Käes (2004), com base em suas experiências com análise de sonhos no contexto de terapia de grupos, fez a interessante proposta da existência de um espaço onírico comum e compartilhado. Essa formulação levou o autor a apresentar a ideia de um segundo e de um terceiro umbigo dos sonhos. O primeiro umbigo dos sonhos é de caráter psicossomático (Freud, 1900/2019). O segundo umbigo dos sonhos é de caráter interpsíquico e possuiria um papel semelhante ao umbigo dos sonhos proposto por Freud: articulador de materiais oníricos não simbolizados, desejos, capacidade de sonhar e trabalho psíquico. A principal diferença reside em seus berços oníricos: enquanto, no primeiro, sua fonte é intrapsíquica, no segundo umbigo é interpsíquica. Por fim, há o terceiro umbigo dos sonhos, formado pelo entrelaçamento das representações culturais, relações sociais, lugar de articulação entre o sonho, o rito e o mito.
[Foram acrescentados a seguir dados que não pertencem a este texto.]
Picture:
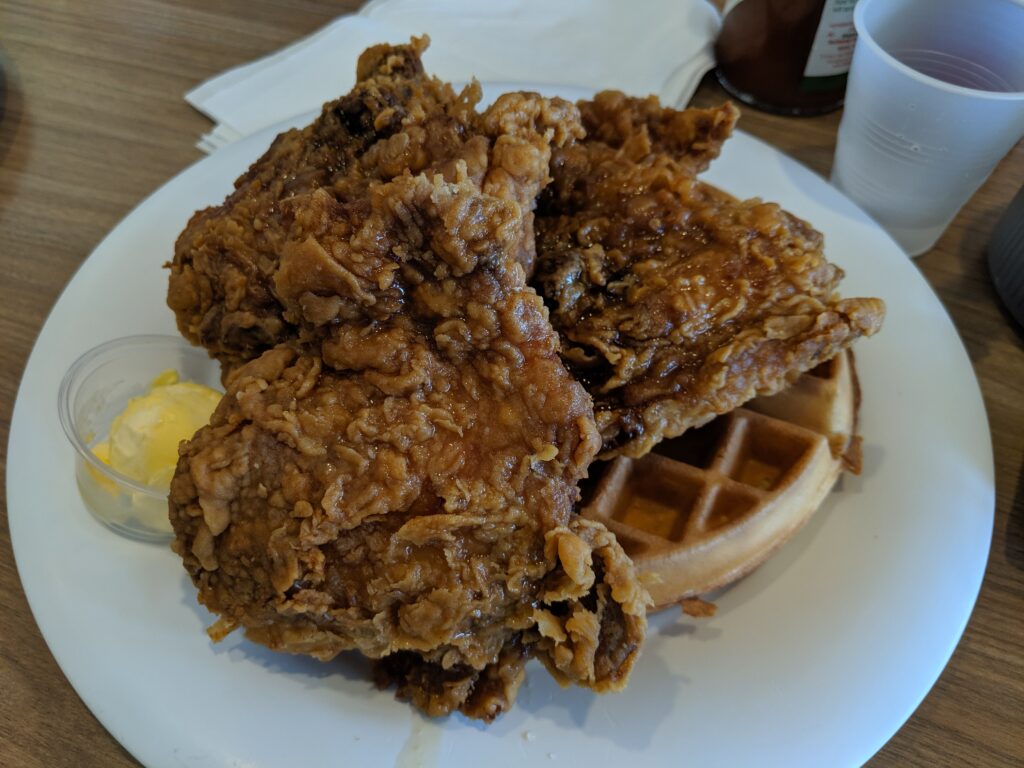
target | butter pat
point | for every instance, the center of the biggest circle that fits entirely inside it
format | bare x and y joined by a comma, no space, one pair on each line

É a partir dos nós constituídos tanto pelo segundo umbigo do sonho quanto pelo terceiro que discutiremos o endereçamento onírico às mulheres negras no seio da cultura e da fantasia da sociedade brasileira. Em outras palavras, propusemo-nos à sustentação e à articulação do vértice intersubjetivo formado pelo vínculo entre duas mentes com o vértice cultural. Esse empreendimento está ancorado no pensamento de Kaës:
Qualificamos de espaço psíquico intersubjetivo aquele que vincula cada sujeito a outros sujeitos do inconsciente, de tal modo que o próprio conceito de intersubjetividade encontra aqui sua principal intenção. Devemos também especificar o espaço psíquico transubjetivo que percorre todos os sujeitos de um conjunto de sujeitos com a cultura e com as relações sociais. A articulação entre esses diferentes espaços de relação e as alianças devem ser pensados sob o ângulo da realidade psíquica inconsciente conjunta, comum, compartilhada que os associa e os distingue. (2014, p. 48, itálicos no original)
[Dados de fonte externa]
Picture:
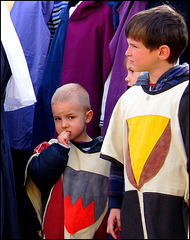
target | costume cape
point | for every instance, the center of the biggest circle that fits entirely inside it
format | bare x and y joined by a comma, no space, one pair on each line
77,204
144,135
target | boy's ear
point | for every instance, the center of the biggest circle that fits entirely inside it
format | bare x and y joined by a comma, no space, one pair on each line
89,116
164,52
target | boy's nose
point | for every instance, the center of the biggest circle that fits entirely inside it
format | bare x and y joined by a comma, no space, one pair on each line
64,124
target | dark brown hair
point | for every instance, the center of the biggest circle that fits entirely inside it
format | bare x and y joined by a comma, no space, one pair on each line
158,26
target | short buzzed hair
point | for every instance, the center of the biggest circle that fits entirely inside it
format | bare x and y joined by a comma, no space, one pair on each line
72,92
157,26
Para investigação da realidade psíquica inconsciente conjunta, comum e compartilhada, utilizamos como alegoria a recorrente cena da teledramaturgia brasileira dos anos 1990 nas quais a filha da “patroa” entrava na cozinha queixando-se e lamuriando-se dos desafios de sua vida amorosa e/ ou profissional à empregada doméstica - representada por uma mulher negra. Também utilizamos do mito da Odisseia, de forma mais precisa, da cena a qual Euricleia, babá e escrava de Odisseu, reconhece-o ao lavar os pés do herói. Compreendemos que, em ambas as cenas, cada qual com suas particularidades, há um endereçamento onírico de sonhos não-sonhados ou de sonhos interrompidos às personagens que desempenham papéis bastante semelhantes, visto que o lugar da empregada doméstica preta é parente do lugar da mulher babá e escrava.
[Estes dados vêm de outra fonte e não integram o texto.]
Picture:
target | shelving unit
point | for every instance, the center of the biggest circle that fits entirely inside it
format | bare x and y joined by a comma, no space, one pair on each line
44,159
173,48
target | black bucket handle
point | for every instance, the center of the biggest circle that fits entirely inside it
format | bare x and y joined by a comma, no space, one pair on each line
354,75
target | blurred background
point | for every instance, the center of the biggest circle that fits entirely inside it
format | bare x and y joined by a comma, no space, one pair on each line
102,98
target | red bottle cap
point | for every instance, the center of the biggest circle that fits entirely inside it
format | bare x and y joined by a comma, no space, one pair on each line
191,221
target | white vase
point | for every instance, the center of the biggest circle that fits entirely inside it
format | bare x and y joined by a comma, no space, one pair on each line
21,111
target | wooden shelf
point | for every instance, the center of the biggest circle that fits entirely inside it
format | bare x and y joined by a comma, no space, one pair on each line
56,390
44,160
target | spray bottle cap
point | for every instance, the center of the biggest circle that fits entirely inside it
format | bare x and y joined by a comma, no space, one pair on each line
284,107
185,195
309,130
Reconhecemos o tamanho do desafio que nos cercou durante a escrita desse trabalho ao propormos uma articulação de ideias de diferentes autores psicanalíticos. O conceito de objeto-a remete à metapsicologia proposta por Lacan, já a ideia de sonhos não-sonhados e sonhos interrompidos encontra guarida na teoria de autores pós-bionianos e, por fim, ainda nos remetemos à algumas ideias de René Kaës. Ao encontro de tamanho desafio, chamamos as articulações propostas por Radmila Zygouris em O vínculo inédito (2003).
Em Zygouris (2003), observamos que a construção da clínica psicanalítica se dá a partir de um elemento que não se restringe a ela, o vínculo. Entretanto, a forma como intervimos e interpretamos esse vínculo a partir da transferência, que funda as condições, repetições e possibilidades do enlace amoroso, produz, dentro da clínica, o que Zygouris nomeou como inédito: a capacidade de, pela escuta, construirmos um mapa do vínculo e, munidos desse mapa, apontarmos para horizontes novos aportes possíveis a esse território que é o vínculo. Para que tal “façanha” se concretize, Zygouris marca a necessidade de que a clínica não dogmatize a teoria, tornando-se uma repetição conceitual e uma reprodução positivista de noções teóricas. A clínica deve ser um espaço de construção e invenção para além das amarras da teoria. A teoria, nesse sentido, é um direcionamento que modaliza e contorna a experiência sem mortificá-la.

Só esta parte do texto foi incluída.